Crédito da imagem: © Alberto Del Hoyo

Por Joilson K Rodrigues

Parece um drama inserido num filme de terror. Imagine a cena: numa aldeia qualquer de um país africano, uma mulher grávida (às vezes ainda menina) começa a sentir as dores do parto. Aumentam as contrações, as dores crescem, o tempo é uma espera de medo e angustia. A criança é empurrada para a saída, mas não consegue; a porta para o mundo pode ser estreita demais, ou, por qualquer outra razão, o novo ser não acha jeito de desembarcar do ventre materno. A mulher tenta fazer uma prece, suplica a seus ancestrais que a acudam daquela sina cruel, pede a morte. Mas só o seu filho vai morrer, ela não. Ela está condenada a um destino pior que a morte, mil vezes pior.

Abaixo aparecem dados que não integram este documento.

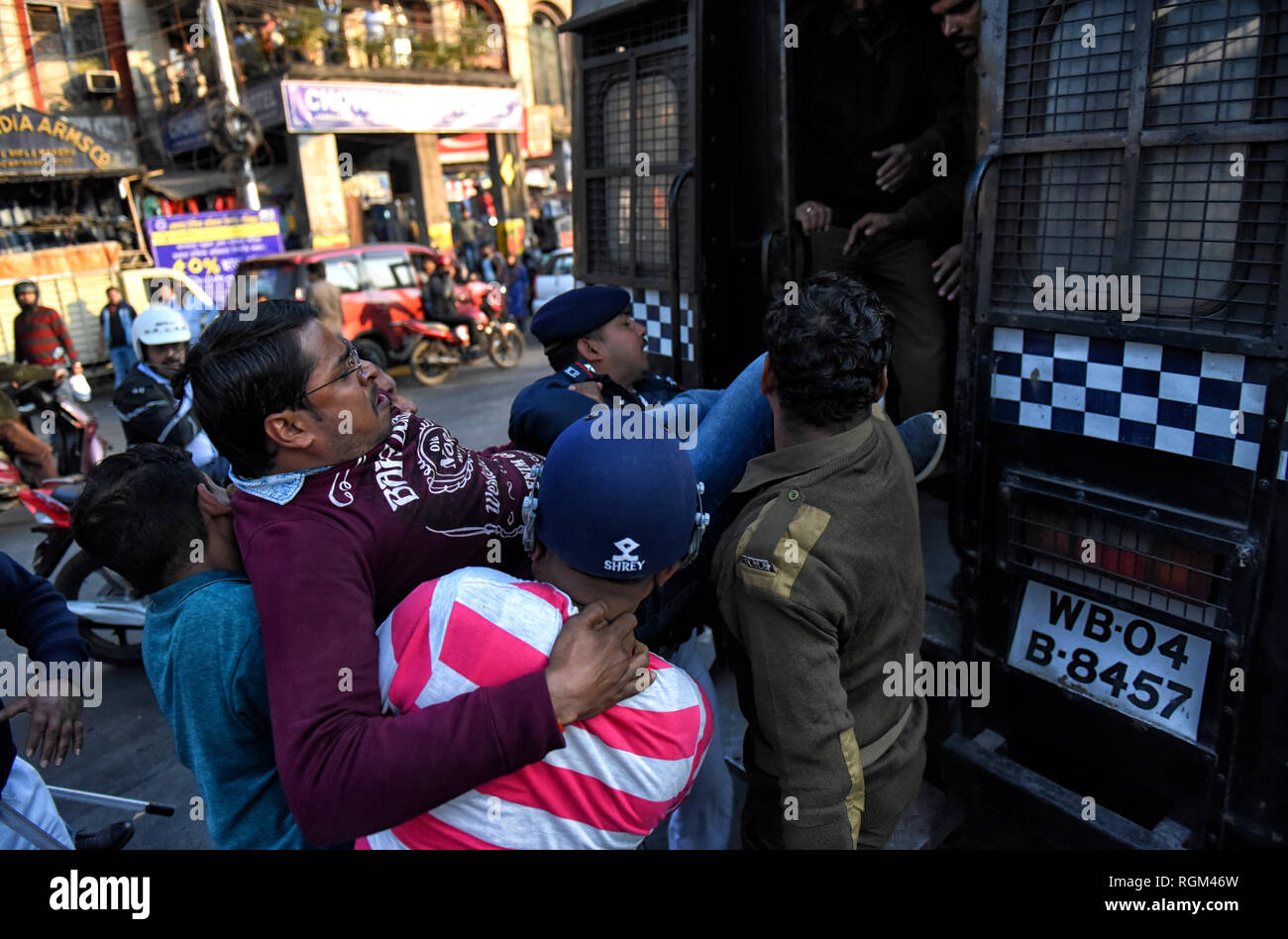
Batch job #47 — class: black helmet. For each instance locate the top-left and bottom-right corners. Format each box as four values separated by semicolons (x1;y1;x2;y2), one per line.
13;279;40;306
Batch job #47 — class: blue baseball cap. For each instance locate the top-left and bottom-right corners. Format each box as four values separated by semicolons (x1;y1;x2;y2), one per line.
531;416;705;579
532;287;631;346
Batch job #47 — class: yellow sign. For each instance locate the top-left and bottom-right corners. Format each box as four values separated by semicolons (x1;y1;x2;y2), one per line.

O filho tenta por dias, é guerreiro, mas está encalhado no caminho, faltando muito pouco para alcançar a luz, um quase nada; é quase certo que sua vida curta termine aí, quando for retirado, já será só mais um anjo no céu. Mas a mãe dele não vai para o céu, ao contrário disso, está condenada ao inferno, aqui mesmo no mundo dos vivos.

E não dará mais filhos, nem receberá amores, porque será só uma morta em vida. A tentativa frustrada rasgou suas carnes e seu prestigio, não tem mais serventia como mulher.  Não poderá nunca mais atender aos gozos do homem, nem aos dela, se é que os teve um dia. Inutilizada, como mulher e esposa, vai vagar pela vida ansiando a morte. É uma amaldiçoada, uma bruxa que toda a aldeia evitará aproximação. Causa medo, nojo, ela exala cheiros maus, como deve ser os cheiros dos demônios.

*Fístula, esse é o nome da coisa, mas pouco importa a ela o nome que sua maldição atende, e muitas nem conhece esse termo. O mundo dali é um  mundo muito distante de qualquer outro; saber o nome da fissura enorme que se abriu nas suas partes não corrige seu destino. Suas carnes foram rasgadas, emendou-se tudo num só buraco, uma coisa disforme que a impede de ter o controle sobre sua bexiga e até intestinos. É como uma maldita porta arrebentada, sem trancas, sem chaves.

Um dia, talvez, o mundo seja um lugar melhor para as mulheres, para essas mulheres especialmente. Quem sabe não esteja perto esse dia. Quem sabe!

pensarcontemporaneo.com - Um destino pior do que a morte para dezenas de mulheres africanas
Jennifer senta-se fora de sua igreja em Uganda e reza pela cura da fístula. Foto: Jon Warren.

 

*Uma fístula obstétrica ocorre quando uma mulher resiste dias de trabalho obstruído, quando a cabeça de um bebê está constantemente empurrando contra seu osso pélvico durante as contrações – evitando o fluxo sanguíneo e fazendo com que o tecido morra.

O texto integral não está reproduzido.